The life of a fig wasp can be described more or less in one word: miserable. Males bear two main responsibilities once they are born. First they mate and then they bore a hole through the fruit to the outside in order to allow the ladies to depart comfortably. Then they croak. The females make the most of the escape route prepared by their counterparts and enjoy a brief period of freedom flying around the sunny countryside until they come upon another piece of male fruit to invade. At this point they must force their way inside the syconium. This is an arduous task whose success comes at a hefty price. In order to wriggle their way into the center where the flowers are, the female must exert such an effort that her wings are literally ripped off, making the mission that of no return. Once the eggs are laid, she too will die.
The process starts all over. We can all hum the “Circle of Life”.
Does that mean every time we sink our teeth into a fig, we are mashing away at hundreds of baby wasps? Is that what those crunchy things are? Hardly. Those pieces of fruit are not consumed, because they generally come from a tree called a caprifig cultivar, which specializes in allowing the wasps to breed. The resulting figs are not edible. The pollen from the caprifig is used to fertilize other varieties, though. On occasion, a wasp will get very confused and enter the wrong kind of syconium and unsuccessfully try to lay eggs. It soon dies and the enzymes from the fruit break down the insect until it is no longer recognizable. Generally. Even if remnants do linger, we are able to digest them without the slightest worry of injury or health issues. They do us no harm. Regardless, it’s a little fact I’m sure the sector would not like to highlight.

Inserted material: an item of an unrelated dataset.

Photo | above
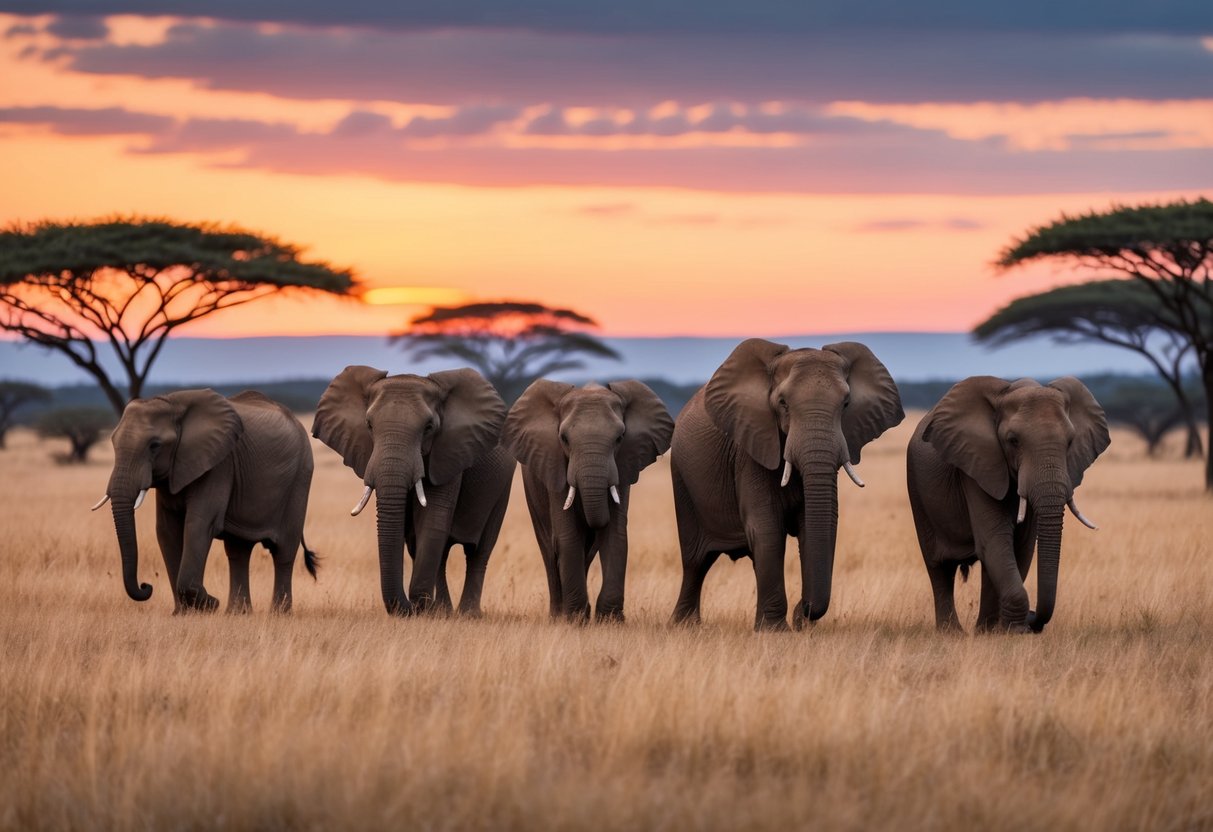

Much of the figs that are sold in the United States do not need this complex form of pollination. The common fig relies on pathenocarpy (another word that makes my spellcheck raise its eyebrows in surprise), a process through which the fruit develops without fertilization. Seedless watermelons, grapes and bananas are three more recognizable examples of this system.
Unlike the quince, fresh figs can be and are consumed and enjoyed. Its unprocessed flesh is soft around the edges, and ruby-red, milky and granular at the heart. They are especially refreshing on summer evenings. The dried version is probably what captivates the market, catapulting it to international fame, as well as into our cookies. This process is fairly straightforward and entails laying the figs out in the sun and covering them with a cloth to prevent potential fruit-seekers from swarming. Large operations will actually gather the thousands of pieces of fruit and line them up in long rows between the trees for several dates before getting scooped up by a tractor, sorted from the rest of the debris and sent to place for processing and packaging.
Figs generally boast near superhero powers when it comes to healthiness. Nutritionally-speaking they contain tons of fiber, vitamins (like A, B, C and K), and minerals such as potassium, copper, magnesium and calcium. And the effects? They reduce, lower, control, ease, boost, enhance, improve and prevent just about everything that needs reducing, lowering, controlling, easing, boosting, enhancing, improving and preventing. They are some of the finest food nature can provide.